Я бы выделил здесь несколько аспектов. Первый и главный: критерий эстетичности болезни, изменявшийся в разные времена, но всегда действовавший крайне строго, четко выделявший из длинного скорбного списка те несколько тяжких или даже смертельных хвороб, которые, в должном изображении, могли бы способствовать украшению текста. «Как это объяснить? Мне нравится она, как, вероятно, вам — чахоточная дева…» Чахоточная — нравится. Прекрасно. А дева-астматичка? Курящая ментоловые папиросы, аккуратно собирающая мокроту в специальную баночку? Впрочем, чахоточная ведь тоже — и потеет, и харкает. Здесь вступает в силу эстетическая цензура, выделяющая из общего облика болезни лишь то, что требуется в данный момент и не выходит за рамки литературных приличий.

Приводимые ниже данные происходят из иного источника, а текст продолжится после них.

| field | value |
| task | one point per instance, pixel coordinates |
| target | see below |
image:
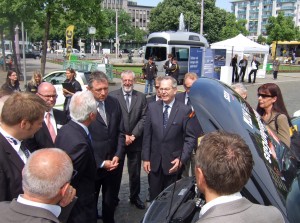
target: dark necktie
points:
(25, 150)
(102, 111)
(166, 116)
(127, 101)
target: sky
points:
(224, 4)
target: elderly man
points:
(22, 115)
(74, 138)
(108, 141)
(168, 138)
(133, 105)
(53, 119)
(46, 182)
(222, 179)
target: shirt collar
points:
(54, 209)
(220, 200)
(82, 125)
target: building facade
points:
(257, 12)
(140, 15)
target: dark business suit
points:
(17, 212)
(42, 138)
(241, 210)
(108, 141)
(11, 166)
(197, 132)
(162, 145)
(134, 121)
(73, 139)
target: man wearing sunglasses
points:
(53, 120)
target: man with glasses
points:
(168, 138)
(53, 120)
(75, 139)
(42, 199)
(183, 97)
(133, 105)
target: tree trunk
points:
(46, 36)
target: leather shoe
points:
(138, 203)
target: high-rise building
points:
(140, 15)
(257, 12)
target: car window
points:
(56, 78)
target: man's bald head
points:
(48, 93)
(46, 172)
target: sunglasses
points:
(264, 96)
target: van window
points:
(182, 54)
(158, 53)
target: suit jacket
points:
(11, 166)
(198, 131)
(17, 212)
(161, 146)
(242, 211)
(42, 138)
(134, 119)
(75, 142)
(108, 140)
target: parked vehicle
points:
(275, 175)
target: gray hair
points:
(45, 172)
(82, 105)
(97, 76)
(174, 82)
(128, 72)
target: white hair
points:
(82, 105)
(45, 172)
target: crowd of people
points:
(99, 128)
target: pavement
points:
(127, 213)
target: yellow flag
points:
(69, 40)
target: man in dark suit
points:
(22, 115)
(53, 120)
(74, 139)
(108, 141)
(155, 97)
(222, 179)
(189, 79)
(40, 200)
(168, 138)
(133, 105)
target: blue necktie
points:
(166, 116)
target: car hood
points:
(275, 176)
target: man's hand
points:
(147, 167)
(176, 166)
(110, 165)
(68, 196)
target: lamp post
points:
(201, 19)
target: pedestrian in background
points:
(35, 81)
(12, 83)
(276, 65)
(254, 67)
(149, 71)
(243, 66)
(272, 109)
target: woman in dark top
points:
(12, 83)
(34, 83)
(71, 74)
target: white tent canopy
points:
(242, 45)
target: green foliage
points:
(281, 28)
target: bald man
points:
(53, 120)
(46, 177)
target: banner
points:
(69, 40)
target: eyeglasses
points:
(264, 96)
(48, 96)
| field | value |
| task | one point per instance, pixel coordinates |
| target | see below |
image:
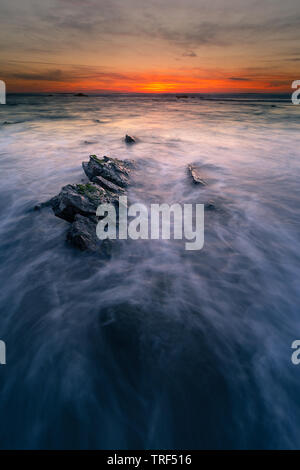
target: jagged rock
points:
(107, 184)
(111, 169)
(210, 205)
(194, 172)
(77, 203)
(79, 199)
(129, 140)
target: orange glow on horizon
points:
(159, 83)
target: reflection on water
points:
(159, 347)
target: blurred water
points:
(158, 347)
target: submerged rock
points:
(195, 174)
(77, 203)
(80, 199)
(210, 205)
(129, 140)
(99, 180)
(82, 234)
(114, 170)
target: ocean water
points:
(157, 347)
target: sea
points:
(155, 347)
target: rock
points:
(80, 199)
(107, 184)
(210, 206)
(77, 203)
(112, 169)
(129, 140)
(194, 172)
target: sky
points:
(180, 46)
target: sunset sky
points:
(149, 45)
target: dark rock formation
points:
(195, 174)
(107, 184)
(129, 140)
(82, 234)
(114, 170)
(79, 199)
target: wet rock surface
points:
(80, 199)
(129, 139)
(114, 170)
(77, 203)
(194, 172)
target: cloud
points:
(49, 76)
(189, 54)
(239, 79)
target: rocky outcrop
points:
(80, 199)
(114, 170)
(82, 234)
(77, 203)
(195, 175)
(129, 140)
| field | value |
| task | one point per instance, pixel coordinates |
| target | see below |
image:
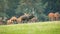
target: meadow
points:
(50, 27)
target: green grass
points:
(32, 28)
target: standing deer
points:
(56, 15)
(51, 16)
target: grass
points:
(52, 27)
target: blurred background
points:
(40, 8)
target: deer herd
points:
(31, 18)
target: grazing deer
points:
(51, 16)
(56, 15)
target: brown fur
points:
(51, 16)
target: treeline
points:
(40, 8)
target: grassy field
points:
(52, 27)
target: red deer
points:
(56, 15)
(9, 22)
(51, 16)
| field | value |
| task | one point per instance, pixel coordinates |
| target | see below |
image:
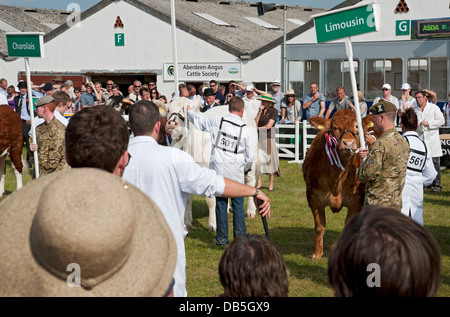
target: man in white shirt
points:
(232, 155)
(387, 95)
(251, 102)
(420, 170)
(168, 175)
(430, 118)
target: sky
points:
(86, 4)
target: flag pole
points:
(349, 50)
(31, 112)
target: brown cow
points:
(11, 142)
(330, 171)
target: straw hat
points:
(267, 97)
(361, 96)
(290, 92)
(109, 228)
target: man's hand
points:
(264, 208)
(363, 153)
(369, 139)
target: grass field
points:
(291, 229)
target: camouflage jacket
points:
(51, 146)
(384, 170)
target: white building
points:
(412, 45)
(125, 40)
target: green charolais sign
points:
(346, 23)
(25, 44)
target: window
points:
(262, 23)
(429, 73)
(212, 19)
(300, 74)
(379, 72)
(296, 77)
(337, 73)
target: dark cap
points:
(22, 84)
(382, 106)
(47, 87)
(44, 101)
(209, 92)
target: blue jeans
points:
(237, 204)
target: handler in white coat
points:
(168, 174)
(232, 155)
(430, 119)
(420, 170)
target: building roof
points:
(24, 19)
(239, 35)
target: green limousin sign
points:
(340, 24)
(25, 44)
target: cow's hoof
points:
(316, 257)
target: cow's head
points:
(177, 116)
(343, 127)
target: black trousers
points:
(26, 137)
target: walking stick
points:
(264, 219)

Любопытно, что даже Лев Толстой при всем своем сверх антиэстетизме эти рамки везде аккуратно соблюл. И не только блистательный князь Андрей, но и образец заурядности Иван Ильич — как-то обходится у него без судна и утки Белинский у постели Некрасова — это бы ладно, Белинский навестил Некрасова, посидел на постели и ушел обдумывать очередную статью. Подмывать, выгребать, подставлять посудины, смазывать пролежни — остались сиделки, такие некрасивые специальные женщины, с которыми не говорят ни о любви, ни о книгах… А если возлюбленная у постели возлюбленного, и нет никого, кто мог бы ее сменить? Как там было на самом деле — в «Станционном смотрителе?» А еще того хуже — он у ее постели? И тоже — нет ни родных, ни обслуги… Или… Нет, не подумай, мать, что я к тому и клонил, но и обойти нельзя, тут была бы натяжка. Так вот: если — единственный сын у постели умирающей матери, и десять дней, девять ночей неотлучно… Потому что чужих я не звал, не мог допустить, чтобы ты умерла при чужих людях. А своих я тем более не мог допустить, потому что уж лучше умирать в безразличии, чем во вражде. Упаси Господь!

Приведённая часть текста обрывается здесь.